Melco eyes Strip deal

Will Hong Kong-based Melco become part of the Packer-PBL effort to carve out a niche on the Strip? Senior industry sources believe such a move appears possible at some point, but it is hard to say when.

PBL and Melco have a three-year-old joint venture agreement to create casinos in Macau and on the re-claimed land of the Cotai area to the south. But recent news reports that point to the pain of cost over-runs suggest the partnership has its hands full there for the time being.

Melco is headed by Lawrence Ho, another of the Stanley Ho children who has a big job with big responsibilities. Daughter Pansy Ho received recent Nevada approval as MGM’s partner on Macau but the outcome of a New Jersey investigation of the partnership remains uncertain.

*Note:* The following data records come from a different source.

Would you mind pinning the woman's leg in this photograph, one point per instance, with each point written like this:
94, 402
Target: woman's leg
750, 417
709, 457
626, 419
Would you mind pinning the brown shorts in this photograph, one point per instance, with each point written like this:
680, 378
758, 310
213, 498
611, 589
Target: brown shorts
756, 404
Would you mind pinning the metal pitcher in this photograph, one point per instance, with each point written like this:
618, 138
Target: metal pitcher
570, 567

Stanley Ho would like to see his children overcome the challenges posed by his dark legacy and bring sanitized versions of his Macau gaming operations to the U.S. But we may not see Melco attempt a U.S. investment with or without PBL until the outcome of Pansy’s licensing process is known in New Jersey. Lawrence would have to deal with the same issues that still confront Pansy.

UAW on casino roll

The United Auto Workers Union is believed to be eyeing casinos in the Chicago and Mississippi areas following another big win in Atlantic City where about 70 percent of the dealers voting last week said they want the UAW to bargain for them.

Casino industry leaders in Atlantic City had been hoping the union effort might have run out of steam after losing two close recent elections at the Atlantic City Hilton and Trump Marina.

Executives who shared views only with the promise that they would not be quoted since they are still dealing with the unions, believe Harrah’s has done little to alleviate employee concern about the impact of the company going private.

Another Harrah’s property Caesars Atlantic City also lost badly to the union weeks ago.

What happened? Observers point to a recent "effective ad" placed by the union that urged Harrah’s employees to look carefully at the big guarantees current Harrah’s management will have as the company is bought by Texas Pacific and Apollo Management. Atlantic City dealers have also been witnesses to the hundreds of cutbacks at the Tropicana since it was bought by another private company Columbia Sussex.

There’s no word on how quickly the UAW might begin card signing efforts among employees at casinos in Chicago and Gulf Coast.

The Harrah’s sale will probably be ready to go before the New Jersey Casino Control Commission by September or October. It is tentatively set for consideration by Nevada authorities in November.

WSOP extends licensing

The World Series of Poker is under way at the Rio and the big thinkers plotting marketing strategy have dramatically increased the number of groups entitled to hold satellite events that award entries into the WSOP’s main event — the $10,000 buy-in no limit Texas hold ’em tournament that last year awarded a first place prize of $12 million on the basis of more than 8,700 entries.

The 2006 main event entry total was driven by the kind of Internet action that is now illegal. So the Harrah’s-owned World Series is licensing about 175 organizations domestically and around the world to hold satellites. That compares with about three-dozen a year ago.